“Kids these days.”
He was spending more time looking across at her than he was looking forward. His almost-black hair was in mild disarray. Tiredness edged his features, causing her to wonder what might have cost him sleep last night. An emergency here? A date with a new girlfriend?
He asked her questions about her students. She asked him questions about his surgeries.
They sailed through a set of automatic doors.
He showed them the areas of the surgical floor they were allowed to see and explained several different jobs to Dylan. Dylan feigned interest but his body language communicated that he cared about as much as he would about the hospital’s bylaws. Conversely, Leah—always hungry for deeper understanding of a topic—soaked in every word.
When Sebastian finished, Dylan responded with the sparkling verbal parry of “Huh.”
They visited the room where the doctors met each morning to view X-rays before rounds. Then they moved on to the Pediatric Intensive Care Unit.
“Do Dylan and I need a pass in order to enter?” she asked.
“Not if you’re with me. I gave one of the administrators a heads-up that you were coming.”
The PICU felt like a high-tech spaceship on red alert. A central desk served as the command center.

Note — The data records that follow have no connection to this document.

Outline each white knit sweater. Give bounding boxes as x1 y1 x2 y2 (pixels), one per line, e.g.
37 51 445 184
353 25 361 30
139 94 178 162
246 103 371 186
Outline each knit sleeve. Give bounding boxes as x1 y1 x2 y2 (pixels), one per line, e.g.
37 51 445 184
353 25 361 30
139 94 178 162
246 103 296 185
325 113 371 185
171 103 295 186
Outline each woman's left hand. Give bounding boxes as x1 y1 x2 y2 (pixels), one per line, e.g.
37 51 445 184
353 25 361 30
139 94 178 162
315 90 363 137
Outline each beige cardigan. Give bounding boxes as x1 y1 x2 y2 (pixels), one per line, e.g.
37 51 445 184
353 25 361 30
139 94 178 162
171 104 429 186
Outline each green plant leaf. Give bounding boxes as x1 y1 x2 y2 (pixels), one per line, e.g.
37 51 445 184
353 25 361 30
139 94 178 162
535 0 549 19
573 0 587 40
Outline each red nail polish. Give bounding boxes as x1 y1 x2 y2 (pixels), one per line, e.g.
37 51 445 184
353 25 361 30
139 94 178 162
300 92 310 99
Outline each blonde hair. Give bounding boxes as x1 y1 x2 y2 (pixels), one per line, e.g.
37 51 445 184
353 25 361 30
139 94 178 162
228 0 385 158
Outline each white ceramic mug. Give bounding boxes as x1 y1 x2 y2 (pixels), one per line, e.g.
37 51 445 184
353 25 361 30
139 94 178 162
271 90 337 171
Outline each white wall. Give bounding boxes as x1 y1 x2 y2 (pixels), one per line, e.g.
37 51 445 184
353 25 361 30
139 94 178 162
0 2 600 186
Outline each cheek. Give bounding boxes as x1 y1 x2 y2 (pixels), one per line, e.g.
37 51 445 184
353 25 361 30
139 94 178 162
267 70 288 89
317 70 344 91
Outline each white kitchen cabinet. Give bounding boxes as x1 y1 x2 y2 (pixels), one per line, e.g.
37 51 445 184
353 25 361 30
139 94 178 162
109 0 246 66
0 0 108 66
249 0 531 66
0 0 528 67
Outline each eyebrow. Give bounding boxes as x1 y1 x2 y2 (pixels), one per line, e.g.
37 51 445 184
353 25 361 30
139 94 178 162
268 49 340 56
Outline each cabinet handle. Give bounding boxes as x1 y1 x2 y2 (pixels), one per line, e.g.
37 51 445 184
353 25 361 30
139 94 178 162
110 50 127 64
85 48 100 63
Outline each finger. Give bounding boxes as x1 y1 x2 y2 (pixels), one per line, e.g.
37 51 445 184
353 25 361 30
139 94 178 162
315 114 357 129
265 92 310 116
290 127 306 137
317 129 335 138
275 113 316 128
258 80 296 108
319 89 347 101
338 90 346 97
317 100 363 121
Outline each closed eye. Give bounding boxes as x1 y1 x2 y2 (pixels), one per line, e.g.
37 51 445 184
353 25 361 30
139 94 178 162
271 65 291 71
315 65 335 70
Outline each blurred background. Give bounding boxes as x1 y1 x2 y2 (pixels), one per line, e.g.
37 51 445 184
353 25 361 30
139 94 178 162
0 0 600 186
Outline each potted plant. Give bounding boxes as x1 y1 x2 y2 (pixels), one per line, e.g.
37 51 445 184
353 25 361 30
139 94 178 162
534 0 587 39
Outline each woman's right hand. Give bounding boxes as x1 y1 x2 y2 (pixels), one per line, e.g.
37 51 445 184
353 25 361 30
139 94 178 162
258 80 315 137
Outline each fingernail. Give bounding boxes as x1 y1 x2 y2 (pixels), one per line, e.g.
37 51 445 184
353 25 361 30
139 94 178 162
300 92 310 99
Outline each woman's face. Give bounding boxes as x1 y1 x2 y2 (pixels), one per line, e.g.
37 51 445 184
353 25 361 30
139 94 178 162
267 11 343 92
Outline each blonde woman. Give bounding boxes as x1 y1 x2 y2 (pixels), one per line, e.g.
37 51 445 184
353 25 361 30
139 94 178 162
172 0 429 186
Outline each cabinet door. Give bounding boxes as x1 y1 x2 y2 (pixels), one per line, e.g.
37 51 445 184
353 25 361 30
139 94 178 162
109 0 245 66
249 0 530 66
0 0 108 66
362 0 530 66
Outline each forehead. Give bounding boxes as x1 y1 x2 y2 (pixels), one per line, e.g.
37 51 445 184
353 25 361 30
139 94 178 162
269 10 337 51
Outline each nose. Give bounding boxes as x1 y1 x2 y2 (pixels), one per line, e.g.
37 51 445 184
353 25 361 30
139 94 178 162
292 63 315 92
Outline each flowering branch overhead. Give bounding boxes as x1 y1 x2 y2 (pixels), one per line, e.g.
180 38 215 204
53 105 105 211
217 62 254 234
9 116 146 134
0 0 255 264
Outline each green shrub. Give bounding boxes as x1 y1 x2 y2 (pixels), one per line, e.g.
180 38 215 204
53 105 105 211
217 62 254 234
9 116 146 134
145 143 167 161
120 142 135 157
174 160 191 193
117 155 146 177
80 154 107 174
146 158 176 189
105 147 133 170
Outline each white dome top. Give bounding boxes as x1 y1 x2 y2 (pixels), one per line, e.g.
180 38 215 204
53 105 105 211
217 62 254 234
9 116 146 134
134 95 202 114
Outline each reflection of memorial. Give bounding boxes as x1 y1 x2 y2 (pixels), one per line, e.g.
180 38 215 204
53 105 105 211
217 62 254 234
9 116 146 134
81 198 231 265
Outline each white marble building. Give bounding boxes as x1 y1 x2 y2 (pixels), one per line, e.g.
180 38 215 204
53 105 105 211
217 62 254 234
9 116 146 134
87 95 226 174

Again, Sebastian paused and talked through the many roles the PICU employees filled. “Do any of these jobs sound like something you’d want to do?” he asked Dylan.
“I mean ... maybe.”
“Really?” Sebastian asked skeptically.
“No, to be honest. No offense. I mean, it seems like you’re doing okay, but...”
Leah’s mouth formed a horizontal line.
“But I’m not into this. At all.” Dylan yawned gloomily.
“Well,” Sebastian said to Leah, “I guess we can cross health professions off Dylan’s list.”
“I guess so. Narrowing things down is helpful.”
Dylan wandered toward the nearest bathroom.
“Would it be possible to look in on a few of your patients?” Leah asked Sebastian.
“If you’d like to, yes.”
“I’d like to.”
She followed him into a room filled with machines and monitors. On the miniature bed lay a dark-skinned, black-haired infant.
“This is Levi. He’s beating the odds. Right after his birth he survived an emergency procedure with a mortality rate of ninety-five percent.”
“What was his diagnosis?”
“Hypoplastic left heart syndrome, but without an atrial septal defect. Usually, we close up holes in hearts. But in his case, his lack of a hole was causing blood to back up into his lungs. So my colleague ran a catheter to his heart and punched a hole in exactly the right spot.”
Her eyebrows rose. “Have you operated on him since?”
“Yes. The Norwood procedure, six days ago.”
“You had to build a new aorta.”
“You’re right. I also had to make his right ventricle pump blood to the body through the aorta and to the lungs through a new path to the pulmonary artery.”